Because unless the chatbot is both better than a human in every way, and everyone knows that, the first thing people will do is push the button to reach the human. Why wouldn't they? They're calling in the first place because they don't want to make an effort to use the available tools to answer their question. They want a human.
> They're calling in the first place because they don't want to make an effort to use the available tools to answer their question.
That's not correct. I NEVER call without first exhausting every available source because I despise the phone system and it's inefficiencies. Most companies may think they have resources available, but they really don't. And no, just throwing up a zendesk or equivalent "knowledge base" isn't the same as providing tools and manuals/guides/etc.
That said, there is definitely a subset of people for whom calling is step 1 (before even googling). They tend to be older and/or on the tech illiterate side. But if you design and build for the worst-case scenario, you're really screwing over your more self-help customers and even driving them away.
To be fair, LLM-based chatbots are much better about this because you don't need to discover the magic incantation to talk to a human. It's a trade-off because that same property introduces the possibility of hallucination.
You can get out of the automated useless system. They don't make it easy.
But I once managed to get through to an actual agent with this question:
1. I want to buy a kindle version of this book [amazon link, for the paper version of the book].
2. On the page for the book, there is a link for the kindle edition: [link].
3. That link goes to a page for what appears to be an entirely different book. (Under the same name; this was an edition of the Arabian Nights.)
4. However, I have independently found this page: [link], which appears to be for the kindle version of the book I'm interested in.
5. Given that I want to buy the kindle version of the book linked up in step (1), which one should I purchase?
The agent directed me to buy the book that purported to be the book I wanted, instead of the book that Amazon believed was the book I wanted but which claimed to be something different. I would have assumed that anyway. But a couple days later I checked on the book and the "kindle version" link for the paper version had been corrected.
Unfortunately, while they did correct the issue on the one book that I took the time to point out to them, it's still rampant all over their website.
Actually this does sometimes work because some of the systems now have sentiment analysis baked in and can tell if the user is getting pissed off. I've used this a few times to get through as well.

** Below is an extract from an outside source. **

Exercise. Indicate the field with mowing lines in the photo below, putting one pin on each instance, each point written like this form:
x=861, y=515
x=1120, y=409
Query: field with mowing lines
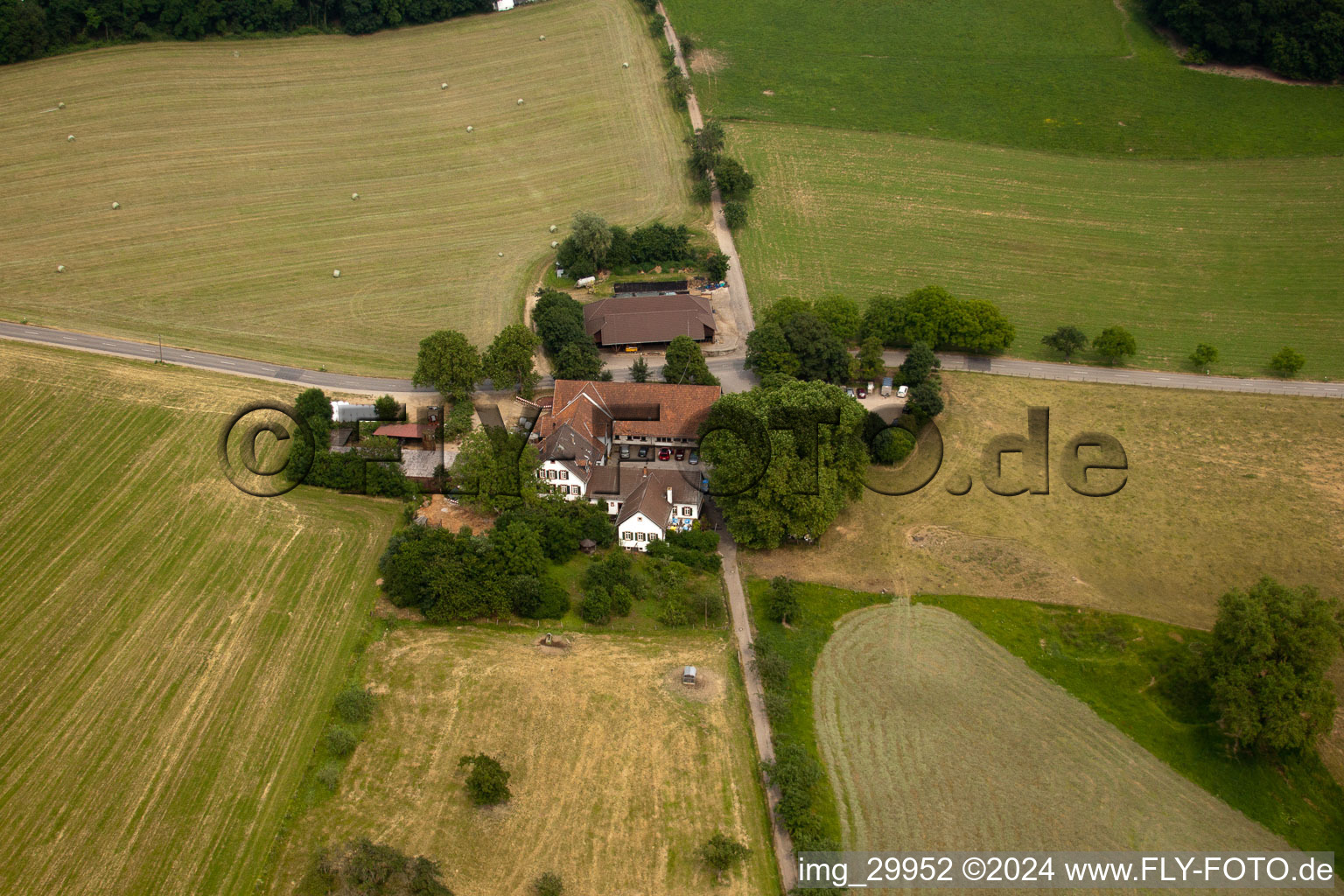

Be careful, your voice could be used to train the next chat bots, and they could start yelling angrily at customers... actually, if the new chat bot is genuinely helpful, a screaming conversation would be kind of cathartic.
I just went through that recently, chat bot responded instantly to the mail with the same reply as the FAQ help, then the human responded after an hour asking for screenshots to see that showed I actually tried, then after a day an engineer fixed it.